In Primo Levi’s classic description of life in the Auschwitz concentration camp, If This is a Man, he describes how to survive you had to try to make a concentration camp guard see you, even momentarily, as a person and not a number. Otherwise, you were simply a non-person, an object – and the nicest of people do absolutely anything they feel like to objects. This is why many of the officers of Auschwitz were able to go home at night to the affection and normality of their families.

Shia v Sunni

Shia and Sunni are pitted against each other in Syria, and the fact that religion defines the in- and out-groups, psychologically complicates the conflict. Research shows that in-group tribalism is strengthened – and loathing for the out-group correspondingly increased – where religion defines the groups.

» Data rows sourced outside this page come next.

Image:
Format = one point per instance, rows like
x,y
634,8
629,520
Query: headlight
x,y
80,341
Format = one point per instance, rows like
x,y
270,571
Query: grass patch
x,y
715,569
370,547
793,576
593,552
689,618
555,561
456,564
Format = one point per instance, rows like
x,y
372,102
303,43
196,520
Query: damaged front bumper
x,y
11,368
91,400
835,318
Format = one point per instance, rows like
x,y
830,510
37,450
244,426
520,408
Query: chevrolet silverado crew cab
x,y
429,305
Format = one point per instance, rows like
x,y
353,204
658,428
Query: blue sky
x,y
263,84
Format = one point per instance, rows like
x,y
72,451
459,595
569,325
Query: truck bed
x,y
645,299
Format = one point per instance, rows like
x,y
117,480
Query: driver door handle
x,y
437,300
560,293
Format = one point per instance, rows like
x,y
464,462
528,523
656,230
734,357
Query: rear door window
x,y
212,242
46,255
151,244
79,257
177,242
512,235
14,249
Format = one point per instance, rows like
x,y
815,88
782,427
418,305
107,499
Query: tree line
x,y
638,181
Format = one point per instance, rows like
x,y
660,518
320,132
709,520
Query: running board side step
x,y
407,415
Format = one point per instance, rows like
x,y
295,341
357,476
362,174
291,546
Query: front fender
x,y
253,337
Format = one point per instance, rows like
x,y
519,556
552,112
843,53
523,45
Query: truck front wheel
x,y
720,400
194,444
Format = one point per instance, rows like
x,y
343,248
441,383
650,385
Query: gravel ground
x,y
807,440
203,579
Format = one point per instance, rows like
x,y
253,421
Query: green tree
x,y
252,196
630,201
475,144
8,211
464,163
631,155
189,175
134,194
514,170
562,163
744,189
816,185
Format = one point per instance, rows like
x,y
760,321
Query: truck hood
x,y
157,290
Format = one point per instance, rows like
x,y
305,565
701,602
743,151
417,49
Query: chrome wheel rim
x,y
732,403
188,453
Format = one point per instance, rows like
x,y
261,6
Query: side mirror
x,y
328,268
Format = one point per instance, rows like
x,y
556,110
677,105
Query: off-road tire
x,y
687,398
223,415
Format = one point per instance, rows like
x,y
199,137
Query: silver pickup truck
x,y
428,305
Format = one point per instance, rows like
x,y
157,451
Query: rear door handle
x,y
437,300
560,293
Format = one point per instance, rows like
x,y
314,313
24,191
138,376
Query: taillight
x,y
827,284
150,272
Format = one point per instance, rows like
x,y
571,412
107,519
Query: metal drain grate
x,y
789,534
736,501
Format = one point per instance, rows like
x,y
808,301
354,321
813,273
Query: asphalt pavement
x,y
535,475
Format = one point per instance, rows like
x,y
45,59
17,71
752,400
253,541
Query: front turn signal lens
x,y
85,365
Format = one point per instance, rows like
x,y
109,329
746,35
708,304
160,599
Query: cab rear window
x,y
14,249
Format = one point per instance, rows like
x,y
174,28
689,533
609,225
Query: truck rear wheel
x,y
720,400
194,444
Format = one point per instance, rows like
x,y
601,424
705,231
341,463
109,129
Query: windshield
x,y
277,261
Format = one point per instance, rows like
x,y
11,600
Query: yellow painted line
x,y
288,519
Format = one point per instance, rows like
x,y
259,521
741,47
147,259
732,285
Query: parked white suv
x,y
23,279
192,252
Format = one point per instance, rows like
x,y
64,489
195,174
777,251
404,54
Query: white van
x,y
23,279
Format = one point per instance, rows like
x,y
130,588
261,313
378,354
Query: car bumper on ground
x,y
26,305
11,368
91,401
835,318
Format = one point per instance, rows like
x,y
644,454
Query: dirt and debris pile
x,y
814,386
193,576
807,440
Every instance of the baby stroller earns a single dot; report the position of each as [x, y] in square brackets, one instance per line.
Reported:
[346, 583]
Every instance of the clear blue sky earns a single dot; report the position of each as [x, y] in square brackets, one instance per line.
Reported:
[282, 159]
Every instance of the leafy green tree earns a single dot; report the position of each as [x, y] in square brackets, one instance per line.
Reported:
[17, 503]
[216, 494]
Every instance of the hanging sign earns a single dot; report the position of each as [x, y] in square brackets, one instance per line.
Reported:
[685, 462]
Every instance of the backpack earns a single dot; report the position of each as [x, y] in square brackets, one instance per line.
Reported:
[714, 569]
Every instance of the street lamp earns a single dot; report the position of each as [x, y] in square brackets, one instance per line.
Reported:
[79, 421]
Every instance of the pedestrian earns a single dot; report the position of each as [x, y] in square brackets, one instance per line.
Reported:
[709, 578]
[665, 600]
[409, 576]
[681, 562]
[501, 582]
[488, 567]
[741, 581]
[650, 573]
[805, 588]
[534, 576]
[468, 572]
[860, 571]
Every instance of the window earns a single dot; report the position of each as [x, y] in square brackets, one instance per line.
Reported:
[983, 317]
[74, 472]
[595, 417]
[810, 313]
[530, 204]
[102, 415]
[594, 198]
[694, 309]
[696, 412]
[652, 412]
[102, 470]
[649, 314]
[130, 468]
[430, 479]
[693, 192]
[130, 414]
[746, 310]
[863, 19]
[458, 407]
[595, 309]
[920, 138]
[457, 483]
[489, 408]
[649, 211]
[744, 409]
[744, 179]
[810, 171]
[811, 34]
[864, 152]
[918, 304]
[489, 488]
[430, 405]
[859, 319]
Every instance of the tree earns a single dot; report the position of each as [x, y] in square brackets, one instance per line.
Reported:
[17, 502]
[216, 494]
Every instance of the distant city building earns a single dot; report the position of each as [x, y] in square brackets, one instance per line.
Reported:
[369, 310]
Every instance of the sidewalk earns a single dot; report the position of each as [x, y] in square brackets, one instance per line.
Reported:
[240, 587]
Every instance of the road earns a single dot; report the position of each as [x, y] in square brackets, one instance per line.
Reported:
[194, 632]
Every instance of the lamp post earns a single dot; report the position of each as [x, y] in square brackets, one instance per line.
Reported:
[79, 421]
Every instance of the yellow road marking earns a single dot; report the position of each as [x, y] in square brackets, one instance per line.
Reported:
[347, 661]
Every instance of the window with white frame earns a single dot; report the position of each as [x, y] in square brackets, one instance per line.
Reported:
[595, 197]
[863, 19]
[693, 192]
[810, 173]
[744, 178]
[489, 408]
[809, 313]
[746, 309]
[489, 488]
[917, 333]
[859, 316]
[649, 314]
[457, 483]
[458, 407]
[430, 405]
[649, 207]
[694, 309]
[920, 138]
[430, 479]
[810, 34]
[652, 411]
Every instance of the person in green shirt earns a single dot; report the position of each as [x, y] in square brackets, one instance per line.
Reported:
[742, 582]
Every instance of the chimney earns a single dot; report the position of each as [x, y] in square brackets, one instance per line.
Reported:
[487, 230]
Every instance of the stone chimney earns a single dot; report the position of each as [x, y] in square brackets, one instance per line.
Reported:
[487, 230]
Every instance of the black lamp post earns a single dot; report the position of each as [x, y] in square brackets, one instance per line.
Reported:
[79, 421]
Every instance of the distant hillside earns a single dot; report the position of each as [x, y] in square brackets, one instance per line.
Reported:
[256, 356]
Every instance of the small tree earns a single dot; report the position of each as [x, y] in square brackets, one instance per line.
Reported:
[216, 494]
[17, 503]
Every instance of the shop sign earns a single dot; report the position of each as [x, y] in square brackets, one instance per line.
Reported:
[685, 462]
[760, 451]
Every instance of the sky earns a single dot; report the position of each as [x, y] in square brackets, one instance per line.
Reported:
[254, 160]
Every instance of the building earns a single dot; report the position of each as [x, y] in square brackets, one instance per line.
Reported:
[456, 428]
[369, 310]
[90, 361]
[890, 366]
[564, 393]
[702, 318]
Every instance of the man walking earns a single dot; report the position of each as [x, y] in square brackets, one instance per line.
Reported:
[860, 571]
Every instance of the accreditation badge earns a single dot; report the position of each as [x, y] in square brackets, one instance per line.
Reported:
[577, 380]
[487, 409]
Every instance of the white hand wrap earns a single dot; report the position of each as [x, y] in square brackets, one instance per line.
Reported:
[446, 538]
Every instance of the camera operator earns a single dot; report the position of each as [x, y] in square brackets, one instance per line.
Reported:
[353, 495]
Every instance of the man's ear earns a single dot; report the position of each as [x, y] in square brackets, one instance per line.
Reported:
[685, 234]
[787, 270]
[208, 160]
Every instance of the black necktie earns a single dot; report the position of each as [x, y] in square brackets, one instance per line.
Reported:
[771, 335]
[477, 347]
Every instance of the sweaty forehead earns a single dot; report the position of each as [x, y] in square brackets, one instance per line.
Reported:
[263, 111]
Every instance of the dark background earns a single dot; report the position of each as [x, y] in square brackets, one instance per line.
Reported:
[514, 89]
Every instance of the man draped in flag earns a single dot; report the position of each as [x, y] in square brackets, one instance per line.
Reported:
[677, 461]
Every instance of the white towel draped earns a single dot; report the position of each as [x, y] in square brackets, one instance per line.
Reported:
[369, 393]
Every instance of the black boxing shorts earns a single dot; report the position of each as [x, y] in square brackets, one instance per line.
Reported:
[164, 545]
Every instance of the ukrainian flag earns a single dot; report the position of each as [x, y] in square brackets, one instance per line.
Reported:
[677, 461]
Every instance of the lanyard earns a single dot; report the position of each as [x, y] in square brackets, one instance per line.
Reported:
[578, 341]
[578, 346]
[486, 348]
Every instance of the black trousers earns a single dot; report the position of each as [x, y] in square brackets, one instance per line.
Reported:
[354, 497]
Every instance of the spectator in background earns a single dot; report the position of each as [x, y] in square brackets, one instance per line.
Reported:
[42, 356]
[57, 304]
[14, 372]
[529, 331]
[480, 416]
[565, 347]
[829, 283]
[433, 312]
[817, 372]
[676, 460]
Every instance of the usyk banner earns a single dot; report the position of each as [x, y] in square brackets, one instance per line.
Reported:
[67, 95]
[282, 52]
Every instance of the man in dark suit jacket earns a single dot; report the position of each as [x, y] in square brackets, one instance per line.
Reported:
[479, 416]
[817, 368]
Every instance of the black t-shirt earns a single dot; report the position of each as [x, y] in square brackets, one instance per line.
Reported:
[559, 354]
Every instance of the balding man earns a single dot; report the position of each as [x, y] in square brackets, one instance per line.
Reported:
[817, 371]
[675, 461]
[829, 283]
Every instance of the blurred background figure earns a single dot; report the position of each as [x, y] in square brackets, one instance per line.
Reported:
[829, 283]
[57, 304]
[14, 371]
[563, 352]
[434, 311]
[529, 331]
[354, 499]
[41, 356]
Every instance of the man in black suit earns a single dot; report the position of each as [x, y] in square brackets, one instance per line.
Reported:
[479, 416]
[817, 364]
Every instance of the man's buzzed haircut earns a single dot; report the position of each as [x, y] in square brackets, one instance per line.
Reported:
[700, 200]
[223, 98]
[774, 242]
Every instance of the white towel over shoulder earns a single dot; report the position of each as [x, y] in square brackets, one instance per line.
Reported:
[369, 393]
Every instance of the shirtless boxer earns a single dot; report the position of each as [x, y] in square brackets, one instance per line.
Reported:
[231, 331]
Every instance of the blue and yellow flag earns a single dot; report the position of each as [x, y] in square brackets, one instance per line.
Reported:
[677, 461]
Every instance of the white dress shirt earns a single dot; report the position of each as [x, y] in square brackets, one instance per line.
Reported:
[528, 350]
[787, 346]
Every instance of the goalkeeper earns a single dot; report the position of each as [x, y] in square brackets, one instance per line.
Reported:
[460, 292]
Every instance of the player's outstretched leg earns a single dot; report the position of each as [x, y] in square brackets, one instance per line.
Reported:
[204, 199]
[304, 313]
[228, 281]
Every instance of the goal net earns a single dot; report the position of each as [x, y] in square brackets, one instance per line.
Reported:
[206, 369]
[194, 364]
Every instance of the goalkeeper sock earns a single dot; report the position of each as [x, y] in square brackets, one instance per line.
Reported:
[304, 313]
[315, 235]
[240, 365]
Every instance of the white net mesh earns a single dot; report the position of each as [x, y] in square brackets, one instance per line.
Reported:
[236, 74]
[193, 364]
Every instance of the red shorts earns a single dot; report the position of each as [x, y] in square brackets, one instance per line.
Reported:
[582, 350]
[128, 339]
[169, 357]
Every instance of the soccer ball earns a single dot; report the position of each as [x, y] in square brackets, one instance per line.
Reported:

Even when aggression against the other group is self-destructive – as we can see so tragically in Syria – religiously-based groups advocated a degree of aggression against their opponents which was absent in non-religiously defined groups.

But things have gone far beyond in-out group prejudice in Syria and other, rawer, emotions – fear, revenge and schadenfreude – now prevail. The logic is of a winner-takes-all game – if my group lives, yours will be extinguished. The perception on both sides now is of a fight to the finish for sheer survival.

And of course revenge drives people whose families and friends have been killed and maimed by the enemy to savage acts of vengeance. But while revenge is such a powerful motivator, it is a deceiver, because the evidence is that taking revenge on someone, far from quelling the distress and anger which drives it, actually perpetuates and magnifies it.

Revenge, then, is like heroin, and you need more and more to achieve the same elusive and short-lived high. So what on earth are these negotiators hoping to do in Geneva against this bleak psychological backdrop? One faint hope comes from research showing one thing that can make people less tribally prejudiced.

The Mandela model

Nowhere is this more clearly evident than in the different approaches to the conflict in South Africa shown by Nelson and Winnie Mandela. When Nelson left prison, he discovered his wife leading a movement of visceral in-group tribalism, advocating necklace-killings of the out-group and revenge against the white oppressors.

Nelson Mandela voiced his aspiration for an abstract ideal – for a multi-racial South Africa – and he sold that concept to his people with the moral authority of someone who had spent 27 years in prison for fighting for the cause. Momentously, he also told his people that he forgave his oppressors. These two abstract ideals – a multi-racial state and forgiveness – quelled the tribal violence which might otherwise have led to a Syrian-type bloodbath.

If there is hope for the Syrian peace talks, it is in the injection of abstract ideals into the carnage and self-defeating psychology of revenge, terror and dehumanisation of the enemy.